Writer's picture: NewsIndiaNewsIndia

PPF Account Interest Rate: The maximum annual investment of Rs 1.50,000 can be made in the Public Provident Fund (PFF), and the government gives interest of 7.9 percent per annum on this.

The time of the year has come when most employers are busy in the exercise of depositing proof of savings and investment made in their offices during the current financial year ... One of these is the section of the Income Tax Act.


Savings and investments made under 80C, all of which are exempt from tax, including the amount deposited as insurance premiums, as well as interest on home loan installments. The amount of principal paid, the amount spent on children's education as tuition fees, the amount invested in National Savings Papers (NSC) and the amount invested in Public Provident Fund (PPF)...



The total under this section You do not have to pay any tax on the amount up to Rs 1,50,000 per year, so the investment made under this section, together with saving your tax as of today's date, also gives you future financial security.


If you want to invest in Public Provident Fund (PPF), then remember these changed rules…

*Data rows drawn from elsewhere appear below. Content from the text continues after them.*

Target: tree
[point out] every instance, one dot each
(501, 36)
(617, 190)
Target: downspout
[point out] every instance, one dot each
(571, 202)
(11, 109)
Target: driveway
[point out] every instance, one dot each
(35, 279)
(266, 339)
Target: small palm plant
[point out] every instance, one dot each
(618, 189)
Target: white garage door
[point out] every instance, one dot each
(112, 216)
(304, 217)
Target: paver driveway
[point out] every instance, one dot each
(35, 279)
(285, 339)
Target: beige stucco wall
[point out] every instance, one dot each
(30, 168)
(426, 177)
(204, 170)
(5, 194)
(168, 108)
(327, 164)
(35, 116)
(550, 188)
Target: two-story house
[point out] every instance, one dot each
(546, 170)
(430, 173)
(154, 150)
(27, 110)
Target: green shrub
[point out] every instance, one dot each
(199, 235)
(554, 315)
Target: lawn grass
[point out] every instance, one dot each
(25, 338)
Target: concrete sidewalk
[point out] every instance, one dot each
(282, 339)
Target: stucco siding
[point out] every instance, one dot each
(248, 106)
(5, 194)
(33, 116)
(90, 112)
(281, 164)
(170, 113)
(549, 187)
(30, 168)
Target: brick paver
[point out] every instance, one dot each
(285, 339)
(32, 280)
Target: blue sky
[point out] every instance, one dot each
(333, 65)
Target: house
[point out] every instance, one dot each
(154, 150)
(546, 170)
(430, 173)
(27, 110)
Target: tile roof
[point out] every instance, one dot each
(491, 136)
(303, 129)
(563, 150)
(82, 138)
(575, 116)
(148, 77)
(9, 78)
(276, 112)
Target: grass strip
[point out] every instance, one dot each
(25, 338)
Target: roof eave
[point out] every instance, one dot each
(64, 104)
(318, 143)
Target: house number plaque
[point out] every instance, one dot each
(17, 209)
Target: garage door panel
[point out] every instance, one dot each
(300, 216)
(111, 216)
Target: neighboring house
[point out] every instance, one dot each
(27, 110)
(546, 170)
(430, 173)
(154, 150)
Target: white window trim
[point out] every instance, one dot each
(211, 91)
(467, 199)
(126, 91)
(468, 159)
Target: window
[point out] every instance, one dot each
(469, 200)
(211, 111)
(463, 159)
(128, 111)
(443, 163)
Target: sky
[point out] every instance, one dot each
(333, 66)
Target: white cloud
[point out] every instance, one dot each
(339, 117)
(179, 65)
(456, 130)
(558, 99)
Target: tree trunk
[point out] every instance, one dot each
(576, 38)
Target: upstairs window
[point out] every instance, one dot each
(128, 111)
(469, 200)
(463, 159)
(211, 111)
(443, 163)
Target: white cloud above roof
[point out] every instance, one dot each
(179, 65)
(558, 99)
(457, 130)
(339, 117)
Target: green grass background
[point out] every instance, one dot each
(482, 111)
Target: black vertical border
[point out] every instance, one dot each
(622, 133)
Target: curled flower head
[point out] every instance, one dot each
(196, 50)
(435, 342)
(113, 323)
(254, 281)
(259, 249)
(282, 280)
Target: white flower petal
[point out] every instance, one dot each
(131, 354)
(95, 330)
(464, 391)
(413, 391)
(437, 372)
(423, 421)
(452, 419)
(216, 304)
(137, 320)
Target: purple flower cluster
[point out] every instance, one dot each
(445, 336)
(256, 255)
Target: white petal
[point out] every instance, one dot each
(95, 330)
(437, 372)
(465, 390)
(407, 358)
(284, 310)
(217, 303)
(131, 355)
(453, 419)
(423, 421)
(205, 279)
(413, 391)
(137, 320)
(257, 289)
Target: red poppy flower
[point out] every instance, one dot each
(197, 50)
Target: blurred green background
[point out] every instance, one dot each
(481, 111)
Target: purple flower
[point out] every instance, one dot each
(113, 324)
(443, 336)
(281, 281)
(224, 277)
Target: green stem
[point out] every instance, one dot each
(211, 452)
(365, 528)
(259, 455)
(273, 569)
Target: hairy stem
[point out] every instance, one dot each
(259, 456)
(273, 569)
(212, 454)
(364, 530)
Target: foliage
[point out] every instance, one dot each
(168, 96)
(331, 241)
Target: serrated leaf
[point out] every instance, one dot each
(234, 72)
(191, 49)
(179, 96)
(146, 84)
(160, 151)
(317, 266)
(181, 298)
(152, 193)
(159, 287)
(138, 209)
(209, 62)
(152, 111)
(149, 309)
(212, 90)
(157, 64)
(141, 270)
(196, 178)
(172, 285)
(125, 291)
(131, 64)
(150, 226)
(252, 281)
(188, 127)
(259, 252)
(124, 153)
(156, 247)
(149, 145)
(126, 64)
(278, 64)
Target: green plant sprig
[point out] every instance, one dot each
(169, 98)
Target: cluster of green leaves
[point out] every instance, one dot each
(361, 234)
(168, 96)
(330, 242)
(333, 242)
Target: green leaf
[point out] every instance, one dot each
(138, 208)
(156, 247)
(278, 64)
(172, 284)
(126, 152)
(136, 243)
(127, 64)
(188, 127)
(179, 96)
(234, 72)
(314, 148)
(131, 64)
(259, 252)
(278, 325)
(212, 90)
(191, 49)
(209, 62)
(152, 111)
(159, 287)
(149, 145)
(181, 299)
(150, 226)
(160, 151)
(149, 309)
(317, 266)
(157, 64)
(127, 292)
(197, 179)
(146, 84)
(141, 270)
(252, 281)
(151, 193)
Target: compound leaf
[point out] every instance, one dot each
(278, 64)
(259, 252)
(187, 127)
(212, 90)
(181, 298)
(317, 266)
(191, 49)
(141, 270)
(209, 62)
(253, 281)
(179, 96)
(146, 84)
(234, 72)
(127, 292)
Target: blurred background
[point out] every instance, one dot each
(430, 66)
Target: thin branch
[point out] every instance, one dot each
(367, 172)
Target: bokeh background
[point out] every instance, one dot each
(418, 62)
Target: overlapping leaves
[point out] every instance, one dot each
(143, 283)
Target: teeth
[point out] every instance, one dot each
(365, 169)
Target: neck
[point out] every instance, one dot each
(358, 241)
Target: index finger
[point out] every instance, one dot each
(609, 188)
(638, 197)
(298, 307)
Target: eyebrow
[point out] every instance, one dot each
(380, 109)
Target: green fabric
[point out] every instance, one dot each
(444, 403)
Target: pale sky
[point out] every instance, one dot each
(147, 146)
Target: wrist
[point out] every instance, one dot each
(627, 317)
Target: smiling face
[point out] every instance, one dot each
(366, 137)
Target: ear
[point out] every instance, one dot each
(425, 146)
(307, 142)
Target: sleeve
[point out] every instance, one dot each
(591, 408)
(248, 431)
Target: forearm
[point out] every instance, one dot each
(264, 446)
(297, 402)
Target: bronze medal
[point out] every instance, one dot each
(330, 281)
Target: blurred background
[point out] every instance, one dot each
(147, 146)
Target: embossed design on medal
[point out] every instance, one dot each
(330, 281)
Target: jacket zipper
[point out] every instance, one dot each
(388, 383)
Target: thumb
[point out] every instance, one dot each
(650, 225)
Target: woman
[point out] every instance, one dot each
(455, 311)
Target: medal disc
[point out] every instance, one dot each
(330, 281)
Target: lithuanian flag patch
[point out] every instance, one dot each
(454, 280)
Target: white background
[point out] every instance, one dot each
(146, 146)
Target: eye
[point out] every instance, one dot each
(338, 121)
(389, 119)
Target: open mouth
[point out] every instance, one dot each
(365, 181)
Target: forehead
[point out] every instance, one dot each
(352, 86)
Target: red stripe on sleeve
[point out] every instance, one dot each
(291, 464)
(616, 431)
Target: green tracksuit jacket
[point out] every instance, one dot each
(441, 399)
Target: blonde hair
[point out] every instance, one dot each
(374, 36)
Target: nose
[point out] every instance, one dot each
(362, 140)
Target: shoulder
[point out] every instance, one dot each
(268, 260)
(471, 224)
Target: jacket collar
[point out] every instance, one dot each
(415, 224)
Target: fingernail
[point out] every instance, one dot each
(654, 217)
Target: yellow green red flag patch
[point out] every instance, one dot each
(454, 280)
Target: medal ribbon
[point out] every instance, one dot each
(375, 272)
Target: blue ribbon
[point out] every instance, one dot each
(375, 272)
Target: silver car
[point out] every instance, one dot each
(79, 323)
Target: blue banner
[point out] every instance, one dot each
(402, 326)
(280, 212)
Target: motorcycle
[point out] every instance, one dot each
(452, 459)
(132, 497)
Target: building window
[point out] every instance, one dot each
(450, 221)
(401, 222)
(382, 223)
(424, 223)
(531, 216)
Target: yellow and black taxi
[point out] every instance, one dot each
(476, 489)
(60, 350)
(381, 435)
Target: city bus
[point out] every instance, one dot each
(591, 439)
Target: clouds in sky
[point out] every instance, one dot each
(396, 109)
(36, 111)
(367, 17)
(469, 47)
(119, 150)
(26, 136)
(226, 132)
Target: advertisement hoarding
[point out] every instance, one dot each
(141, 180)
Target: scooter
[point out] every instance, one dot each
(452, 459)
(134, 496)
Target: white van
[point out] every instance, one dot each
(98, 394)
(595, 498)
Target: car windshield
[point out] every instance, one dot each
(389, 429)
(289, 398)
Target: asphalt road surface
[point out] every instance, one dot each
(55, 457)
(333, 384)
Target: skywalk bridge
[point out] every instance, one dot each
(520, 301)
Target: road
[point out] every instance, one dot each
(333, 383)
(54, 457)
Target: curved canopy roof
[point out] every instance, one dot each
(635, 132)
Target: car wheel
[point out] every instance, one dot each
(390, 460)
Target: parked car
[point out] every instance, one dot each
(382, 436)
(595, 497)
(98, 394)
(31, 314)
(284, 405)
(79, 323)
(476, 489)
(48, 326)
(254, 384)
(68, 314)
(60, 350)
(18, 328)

Today we're going to talk about one of the investments made in this item, PFF, and give information about its benefits ... A maximum of Rs 1.50,000 can be invested in each year's Public Provident Fund (PFF), and today's government interest rate of 7.9 percent per year is added to your savings ...


This account can be opened in any post office or select branches of banks, and the amount deposited in it is exactly 15 Years ..

The most important aspect of this is that this government scheme is in the EEE category, which means you get a tax rebate not only on the amount invested, but also on that amount.Interest is also tax-free, and no income tax is imposed on the whole amount received at maturity.

Modi government increases PPF, NCS and other small-scale savings schemes

But do you know how much you can deposit in these 15 years, the total amount you will receive and the total amount you can save from a PPF account ...?If a person keeps his PPF account full each year If he deposits a sum of Rs. 1,50,000, and if there is no change in the interest rate, he will receive a small amount of Rs. 43,60,517 at the time of the account's maturity on which he will not be required to pay any tax.Ie every 15 years You deposited a total of Rs 22,50,000 into the account while depositing Rs 1,50,000 a year, and now you will receive Rs 21,10,517 tax-free interest ...


Know when your PPF account gets better than the 5-year FD

But the most interesting aspect is that not only will you get this interest from your PPF account, but you will have saved a substantial amount of money even during the 15 years of investment... Yes, thanks to this investment of Rs 1,50,000 According to income tax rates, you also saved a maximum income tax of Rs 46,800 each year (if your income falls within the 30 percent tax slab)..Even if your income falls on the 20% income tax slab, you'll also receive less Rs 31,200 per low Can Save Years as tax.